Ma l’intento è evidente. E anche il diretto protagonista della vicenda, Antonio Ingroia, come di consueto dalle colonne dell’Unità, non perde l’occasione, all’interno di un commento sul caso Ilva, per stigmatizzare «l’ennesimo conflitto di attribuzioni contro la magistratura accusata (ancora!) di invasione di campo». In un colpo solo, se la prende così col governo e col Quirinale. Il tutto mentre Mario Monti, in un’intervista a Tempi, definisce «grave» il caso delle telefonate intercettate dalla procura palermitana e preannuncia «iniziative a riguardo». Parole «inaccettabili » per Antonio Di Pietro, mentre dall’Udc Roberto Rao invita a raccogliere «con attenzione e senza pregiudizi» l’invito di Monti. Che per Orlando, però, è «discutibile». Il dirigente dem invita infatti il governo a «ragionare sulle emergenze (processo civile, affollamento delle carceri, tempi dei procedimenti). Sulla vicenda di Palermo si pronuncerà la Corte costituzionale, una legge generale non servirebbe». I residui della sinistra giustizialista riguardano inevitabilmente il Pd. «Per superarli – spiega Orlando – dobbiamo riuscire a discutere di tutto, senza guardare alle convenienze personali di Berlusconi o di altri».

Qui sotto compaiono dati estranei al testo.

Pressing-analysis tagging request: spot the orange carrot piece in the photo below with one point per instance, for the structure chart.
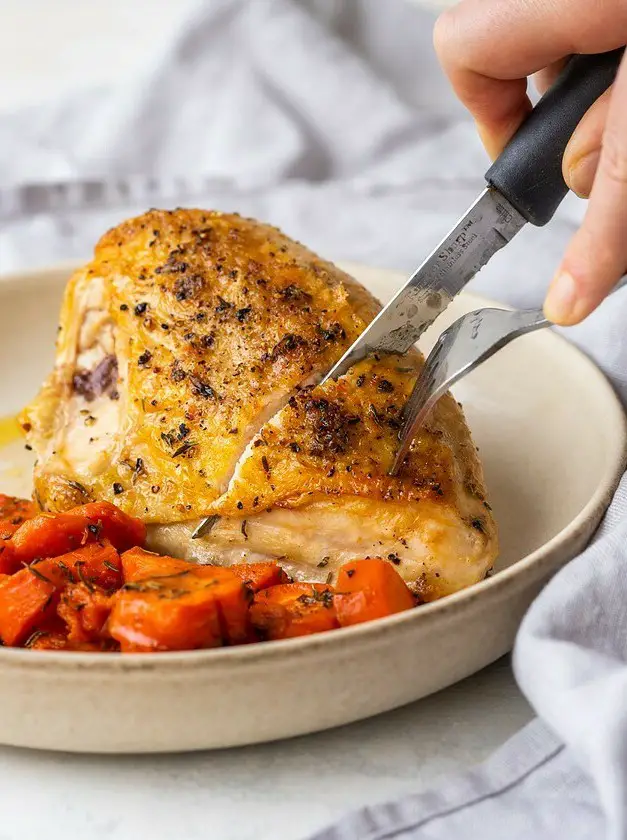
(50, 535)
(176, 612)
(48, 641)
(85, 612)
(30, 596)
(13, 512)
(368, 589)
(293, 609)
(197, 607)
(257, 576)
(26, 599)
(93, 565)
(139, 564)
(8, 561)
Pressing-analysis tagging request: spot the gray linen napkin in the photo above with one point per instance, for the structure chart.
(331, 119)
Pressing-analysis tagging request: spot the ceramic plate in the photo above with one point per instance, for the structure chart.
(552, 438)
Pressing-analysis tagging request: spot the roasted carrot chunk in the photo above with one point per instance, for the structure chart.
(368, 589)
(293, 609)
(139, 564)
(50, 535)
(8, 561)
(43, 640)
(30, 597)
(26, 599)
(257, 576)
(198, 607)
(13, 512)
(85, 611)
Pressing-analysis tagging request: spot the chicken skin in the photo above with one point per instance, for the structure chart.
(185, 386)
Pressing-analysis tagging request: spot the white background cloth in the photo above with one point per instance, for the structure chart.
(331, 119)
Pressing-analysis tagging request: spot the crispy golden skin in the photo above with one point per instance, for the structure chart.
(184, 386)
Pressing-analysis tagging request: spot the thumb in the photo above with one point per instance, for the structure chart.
(581, 157)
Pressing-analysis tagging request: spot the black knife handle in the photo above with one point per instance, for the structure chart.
(528, 172)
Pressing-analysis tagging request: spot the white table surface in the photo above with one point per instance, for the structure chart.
(278, 791)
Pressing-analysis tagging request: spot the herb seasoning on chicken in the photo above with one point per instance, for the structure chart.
(221, 326)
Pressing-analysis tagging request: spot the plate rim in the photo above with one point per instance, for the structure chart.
(531, 566)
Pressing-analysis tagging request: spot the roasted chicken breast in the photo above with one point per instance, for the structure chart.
(185, 386)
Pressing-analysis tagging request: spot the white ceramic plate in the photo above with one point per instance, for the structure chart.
(552, 438)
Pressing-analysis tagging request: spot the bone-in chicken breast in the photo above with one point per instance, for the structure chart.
(185, 386)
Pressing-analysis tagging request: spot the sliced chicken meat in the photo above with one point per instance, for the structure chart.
(184, 387)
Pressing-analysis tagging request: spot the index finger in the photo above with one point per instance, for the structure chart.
(489, 47)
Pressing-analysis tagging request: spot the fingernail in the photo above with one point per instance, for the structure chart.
(581, 173)
(561, 301)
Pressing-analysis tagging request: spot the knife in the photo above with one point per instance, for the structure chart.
(525, 184)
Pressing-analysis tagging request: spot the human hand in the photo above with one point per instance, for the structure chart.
(488, 48)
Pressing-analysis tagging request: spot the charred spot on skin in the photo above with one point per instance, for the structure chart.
(202, 389)
(223, 306)
(172, 265)
(328, 425)
(293, 292)
(177, 374)
(334, 332)
(287, 345)
(90, 384)
(188, 287)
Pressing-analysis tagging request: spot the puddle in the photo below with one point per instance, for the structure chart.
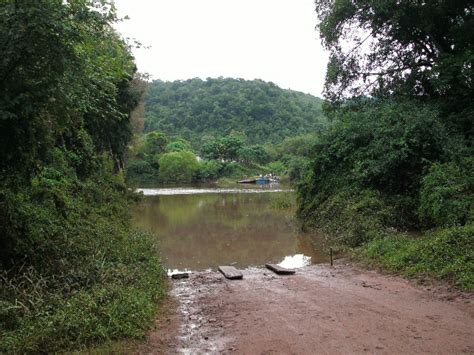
(201, 228)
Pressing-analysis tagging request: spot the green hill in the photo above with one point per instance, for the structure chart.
(196, 109)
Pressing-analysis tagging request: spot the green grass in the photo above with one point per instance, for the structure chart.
(122, 305)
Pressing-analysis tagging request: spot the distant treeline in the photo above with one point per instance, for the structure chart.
(199, 110)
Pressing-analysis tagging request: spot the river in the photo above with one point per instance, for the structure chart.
(200, 228)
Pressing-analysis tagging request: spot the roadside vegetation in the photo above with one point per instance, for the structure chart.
(72, 270)
(399, 154)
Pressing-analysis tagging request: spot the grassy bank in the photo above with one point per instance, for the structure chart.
(87, 276)
(445, 254)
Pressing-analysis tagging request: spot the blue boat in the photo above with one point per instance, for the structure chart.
(262, 181)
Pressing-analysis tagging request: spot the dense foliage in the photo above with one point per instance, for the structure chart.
(159, 159)
(200, 110)
(400, 157)
(72, 272)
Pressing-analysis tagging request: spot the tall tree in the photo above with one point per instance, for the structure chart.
(420, 49)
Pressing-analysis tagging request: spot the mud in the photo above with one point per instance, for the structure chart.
(318, 310)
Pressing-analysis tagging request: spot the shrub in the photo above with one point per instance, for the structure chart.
(447, 194)
(444, 254)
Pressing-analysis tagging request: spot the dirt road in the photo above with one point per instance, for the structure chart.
(319, 310)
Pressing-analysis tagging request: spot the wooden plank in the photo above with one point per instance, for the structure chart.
(279, 270)
(231, 272)
(180, 275)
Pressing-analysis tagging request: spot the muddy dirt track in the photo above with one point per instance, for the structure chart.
(319, 310)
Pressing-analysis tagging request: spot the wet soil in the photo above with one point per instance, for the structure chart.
(318, 310)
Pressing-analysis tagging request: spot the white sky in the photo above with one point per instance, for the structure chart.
(272, 40)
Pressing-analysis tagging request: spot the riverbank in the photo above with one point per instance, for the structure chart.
(320, 309)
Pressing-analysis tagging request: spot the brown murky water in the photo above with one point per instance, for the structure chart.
(198, 228)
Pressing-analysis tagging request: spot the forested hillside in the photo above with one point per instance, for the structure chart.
(195, 109)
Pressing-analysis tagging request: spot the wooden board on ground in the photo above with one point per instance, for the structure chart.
(230, 272)
(180, 275)
(279, 270)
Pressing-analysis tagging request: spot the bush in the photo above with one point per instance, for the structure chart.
(351, 218)
(447, 194)
(73, 272)
(444, 254)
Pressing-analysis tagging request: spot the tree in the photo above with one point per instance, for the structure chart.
(178, 167)
(419, 49)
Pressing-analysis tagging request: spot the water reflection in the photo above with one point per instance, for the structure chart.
(204, 230)
(192, 191)
(295, 261)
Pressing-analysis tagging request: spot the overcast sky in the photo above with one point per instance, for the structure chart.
(273, 40)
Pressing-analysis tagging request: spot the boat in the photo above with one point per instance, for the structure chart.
(248, 181)
(261, 180)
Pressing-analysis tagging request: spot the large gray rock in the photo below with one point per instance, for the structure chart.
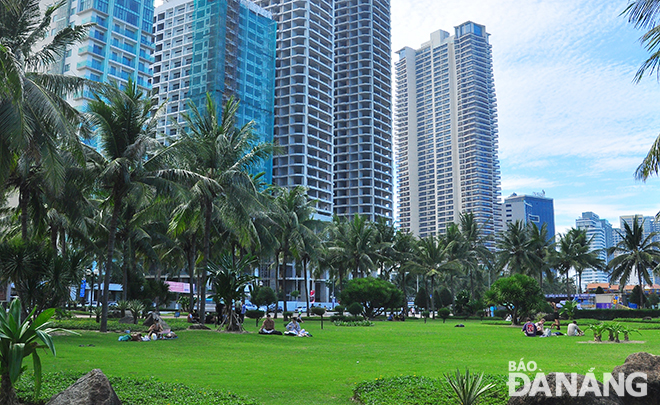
(565, 399)
(642, 363)
(127, 319)
(91, 389)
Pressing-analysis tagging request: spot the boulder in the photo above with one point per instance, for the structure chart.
(127, 319)
(198, 326)
(91, 389)
(589, 398)
(642, 363)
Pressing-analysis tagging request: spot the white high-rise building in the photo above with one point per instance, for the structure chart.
(119, 46)
(599, 232)
(304, 97)
(446, 132)
(363, 171)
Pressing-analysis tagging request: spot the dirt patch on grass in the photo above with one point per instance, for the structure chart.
(608, 342)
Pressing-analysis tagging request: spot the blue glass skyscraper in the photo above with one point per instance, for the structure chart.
(221, 47)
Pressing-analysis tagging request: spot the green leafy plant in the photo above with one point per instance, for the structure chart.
(136, 307)
(320, 311)
(18, 340)
(569, 309)
(598, 329)
(444, 314)
(468, 388)
(254, 314)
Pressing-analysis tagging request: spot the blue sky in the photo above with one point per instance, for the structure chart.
(571, 120)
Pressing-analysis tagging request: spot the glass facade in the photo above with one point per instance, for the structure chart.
(221, 47)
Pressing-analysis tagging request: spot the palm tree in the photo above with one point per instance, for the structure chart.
(355, 245)
(574, 253)
(634, 253)
(476, 250)
(295, 224)
(432, 260)
(125, 122)
(643, 14)
(515, 250)
(34, 117)
(540, 244)
(229, 279)
(221, 155)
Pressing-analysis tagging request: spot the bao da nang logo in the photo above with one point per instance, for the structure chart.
(564, 384)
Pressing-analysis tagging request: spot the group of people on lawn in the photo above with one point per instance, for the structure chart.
(292, 328)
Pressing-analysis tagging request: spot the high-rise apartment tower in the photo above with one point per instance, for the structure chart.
(304, 97)
(224, 48)
(446, 132)
(363, 171)
(118, 47)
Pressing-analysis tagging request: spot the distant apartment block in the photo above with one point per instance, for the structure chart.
(224, 48)
(535, 208)
(446, 132)
(304, 100)
(118, 47)
(599, 232)
(363, 169)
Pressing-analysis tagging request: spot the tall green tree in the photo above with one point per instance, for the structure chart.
(515, 250)
(125, 123)
(221, 155)
(36, 120)
(574, 252)
(645, 15)
(635, 253)
(295, 223)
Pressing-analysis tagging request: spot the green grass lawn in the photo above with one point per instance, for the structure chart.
(324, 369)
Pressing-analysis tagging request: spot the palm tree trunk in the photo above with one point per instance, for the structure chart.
(206, 243)
(191, 271)
(63, 240)
(7, 392)
(112, 233)
(430, 293)
(53, 239)
(23, 203)
(641, 290)
(306, 284)
(127, 264)
(283, 273)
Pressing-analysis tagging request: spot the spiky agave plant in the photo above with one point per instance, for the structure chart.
(468, 388)
(18, 340)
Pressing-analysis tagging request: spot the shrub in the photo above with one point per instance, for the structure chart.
(320, 311)
(345, 318)
(353, 323)
(254, 314)
(355, 309)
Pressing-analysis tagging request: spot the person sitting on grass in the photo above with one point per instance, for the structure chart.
(268, 327)
(529, 329)
(156, 328)
(574, 330)
(293, 328)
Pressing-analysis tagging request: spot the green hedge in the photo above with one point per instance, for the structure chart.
(133, 391)
(412, 390)
(610, 314)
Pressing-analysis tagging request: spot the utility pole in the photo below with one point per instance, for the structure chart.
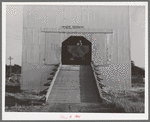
(10, 58)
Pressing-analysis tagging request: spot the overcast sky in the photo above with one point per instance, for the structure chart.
(14, 25)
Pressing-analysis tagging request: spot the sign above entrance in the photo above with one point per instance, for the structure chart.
(72, 27)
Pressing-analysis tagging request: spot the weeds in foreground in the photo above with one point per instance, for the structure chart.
(130, 102)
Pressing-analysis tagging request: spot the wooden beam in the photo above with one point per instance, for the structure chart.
(51, 30)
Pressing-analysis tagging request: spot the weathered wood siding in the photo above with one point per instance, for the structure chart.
(41, 48)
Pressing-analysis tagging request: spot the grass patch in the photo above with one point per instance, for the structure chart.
(130, 102)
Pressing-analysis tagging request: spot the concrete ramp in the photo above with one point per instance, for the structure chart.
(75, 84)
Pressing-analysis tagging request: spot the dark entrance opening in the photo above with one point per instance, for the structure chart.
(76, 50)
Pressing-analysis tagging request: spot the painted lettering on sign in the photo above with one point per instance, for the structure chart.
(72, 27)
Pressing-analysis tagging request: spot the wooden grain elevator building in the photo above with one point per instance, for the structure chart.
(47, 29)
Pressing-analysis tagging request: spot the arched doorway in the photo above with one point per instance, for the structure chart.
(76, 50)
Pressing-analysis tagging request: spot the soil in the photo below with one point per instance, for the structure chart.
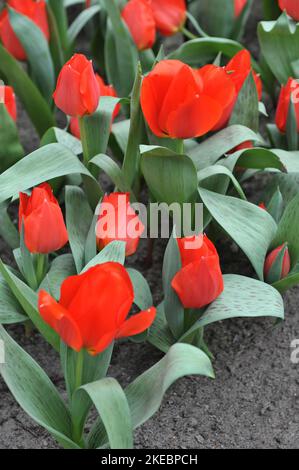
(253, 403)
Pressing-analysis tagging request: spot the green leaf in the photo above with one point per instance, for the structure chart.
(115, 252)
(61, 267)
(249, 226)
(35, 392)
(78, 219)
(279, 41)
(145, 394)
(37, 51)
(169, 176)
(34, 103)
(242, 297)
(44, 164)
(112, 405)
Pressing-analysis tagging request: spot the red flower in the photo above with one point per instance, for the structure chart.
(93, 309)
(138, 15)
(118, 221)
(275, 268)
(34, 10)
(77, 92)
(200, 280)
(170, 15)
(42, 219)
(8, 98)
(179, 102)
(291, 7)
(288, 92)
(105, 90)
(239, 6)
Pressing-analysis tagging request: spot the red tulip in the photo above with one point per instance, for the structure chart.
(288, 92)
(179, 102)
(239, 7)
(291, 7)
(138, 16)
(200, 280)
(77, 92)
(34, 10)
(170, 15)
(277, 264)
(93, 309)
(105, 90)
(118, 221)
(44, 227)
(7, 97)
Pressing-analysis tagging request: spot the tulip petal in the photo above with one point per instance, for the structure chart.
(137, 323)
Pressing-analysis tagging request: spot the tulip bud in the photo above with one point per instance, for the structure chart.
(277, 264)
(77, 91)
(291, 7)
(138, 16)
(200, 280)
(42, 219)
(7, 97)
(36, 11)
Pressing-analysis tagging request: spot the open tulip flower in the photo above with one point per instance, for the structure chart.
(93, 309)
(35, 11)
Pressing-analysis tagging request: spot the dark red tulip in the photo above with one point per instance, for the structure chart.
(93, 309)
(200, 280)
(77, 91)
(288, 92)
(36, 11)
(44, 227)
(118, 221)
(138, 16)
(7, 97)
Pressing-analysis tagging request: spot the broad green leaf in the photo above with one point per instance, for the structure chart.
(33, 102)
(145, 394)
(35, 392)
(37, 51)
(169, 176)
(250, 227)
(78, 219)
(242, 297)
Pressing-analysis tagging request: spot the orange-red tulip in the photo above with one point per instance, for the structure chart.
(179, 102)
(291, 7)
(118, 221)
(7, 97)
(138, 16)
(200, 280)
(93, 309)
(288, 92)
(105, 90)
(170, 15)
(239, 6)
(42, 219)
(77, 92)
(34, 10)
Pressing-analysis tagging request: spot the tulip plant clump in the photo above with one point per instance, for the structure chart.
(177, 120)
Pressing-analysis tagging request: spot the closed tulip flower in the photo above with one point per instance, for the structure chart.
(169, 15)
(7, 96)
(118, 221)
(105, 90)
(93, 309)
(34, 10)
(138, 16)
(42, 219)
(288, 93)
(200, 280)
(180, 103)
(77, 91)
(291, 7)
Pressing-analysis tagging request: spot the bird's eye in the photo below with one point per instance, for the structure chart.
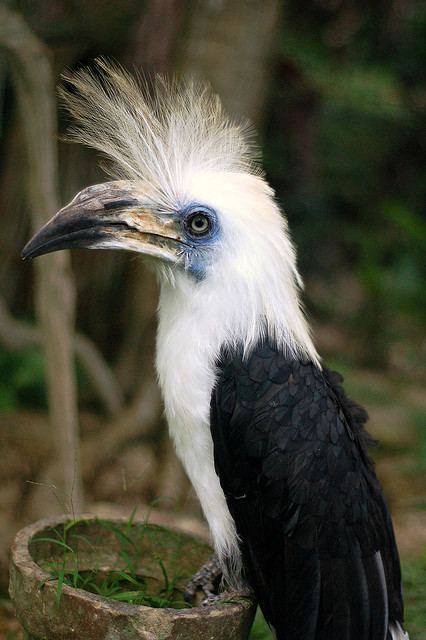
(198, 223)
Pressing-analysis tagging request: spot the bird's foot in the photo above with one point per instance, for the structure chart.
(203, 586)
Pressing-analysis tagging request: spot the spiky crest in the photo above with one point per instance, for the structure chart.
(156, 131)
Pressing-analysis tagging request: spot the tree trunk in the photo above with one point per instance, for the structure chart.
(32, 78)
(229, 43)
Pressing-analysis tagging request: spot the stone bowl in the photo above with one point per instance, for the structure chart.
(51, 610)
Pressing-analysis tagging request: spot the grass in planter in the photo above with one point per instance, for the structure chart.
(124, 584)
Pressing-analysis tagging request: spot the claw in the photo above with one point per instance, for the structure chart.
(206, 581)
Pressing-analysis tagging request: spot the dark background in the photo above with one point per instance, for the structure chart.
(336, 90)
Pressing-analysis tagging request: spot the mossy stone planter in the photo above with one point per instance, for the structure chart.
(81, 615)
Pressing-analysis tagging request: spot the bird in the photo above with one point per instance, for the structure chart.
(277, 453)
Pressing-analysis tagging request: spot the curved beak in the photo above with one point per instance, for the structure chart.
(112, 215)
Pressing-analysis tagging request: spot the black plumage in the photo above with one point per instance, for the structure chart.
(316, 536)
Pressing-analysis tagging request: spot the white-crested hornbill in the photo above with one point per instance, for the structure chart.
(275, 450)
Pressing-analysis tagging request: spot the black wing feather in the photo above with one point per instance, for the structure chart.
(316, 535)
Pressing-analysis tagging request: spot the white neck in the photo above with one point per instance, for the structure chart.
(194, 324)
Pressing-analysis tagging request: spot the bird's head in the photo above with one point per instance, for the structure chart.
(188, 193)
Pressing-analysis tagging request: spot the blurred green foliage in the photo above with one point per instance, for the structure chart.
(344, 148)
(22, 379)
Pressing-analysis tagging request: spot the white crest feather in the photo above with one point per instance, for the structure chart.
(157, 133)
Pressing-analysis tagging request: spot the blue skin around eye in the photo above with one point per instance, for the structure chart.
(200, 254)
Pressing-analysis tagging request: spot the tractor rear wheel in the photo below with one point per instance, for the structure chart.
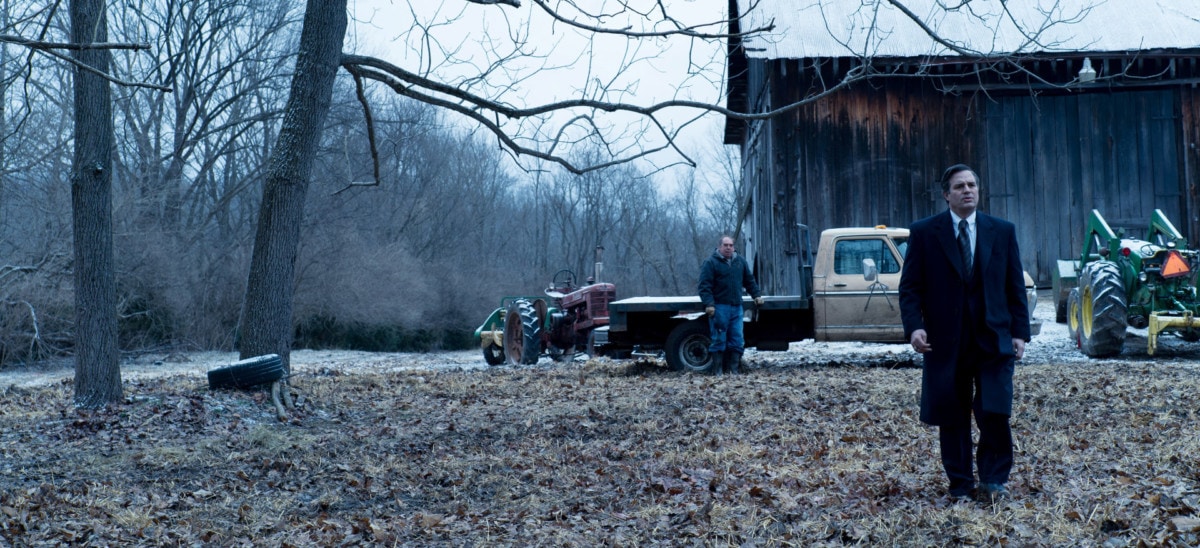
(687, 347)
(1102, 309)
(1073, 315)
(522, 333)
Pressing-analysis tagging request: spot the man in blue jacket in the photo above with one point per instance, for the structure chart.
(964, 308)
(721, 278)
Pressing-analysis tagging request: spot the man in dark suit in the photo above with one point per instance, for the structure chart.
(964, 307)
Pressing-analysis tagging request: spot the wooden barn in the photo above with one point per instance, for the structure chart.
(1059, 109)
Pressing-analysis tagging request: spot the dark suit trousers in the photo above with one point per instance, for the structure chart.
(994, 456)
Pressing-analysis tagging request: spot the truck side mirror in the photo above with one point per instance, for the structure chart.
(869, 270)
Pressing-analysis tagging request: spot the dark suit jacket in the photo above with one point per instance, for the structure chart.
(934, 296)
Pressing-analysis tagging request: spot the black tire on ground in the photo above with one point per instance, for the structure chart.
(247, 373)
(1073, 315)
(1103, 320)
(522, 333)
(493, 354)
(687, 347)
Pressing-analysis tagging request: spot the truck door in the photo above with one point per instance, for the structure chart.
(847, 306)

Se i conti con Di Pietro sono stati regolati, LeG rimane uno degli interlocutori nella costruzione della coalizione di progressisti e democratici che dovrà presentarsi al voto nel 2013. E l’Unità e Repubblica sono tra i giornali di riferimento dei suoi elettori. Anche se, in realtà, la linea del quotidiano diretto da Ezio Mauro non è chiara, con il fondatore Eugenio Scalfari attestato su posizioni molto lontane da quelle espresse da Zagrebelsky e dal suo movimento (creato e finanziato dallo stesso De Benedetti). Tanto che Matteo Orfini twitta divertito: «Direi che a Repubblica serve un congresso straordinario».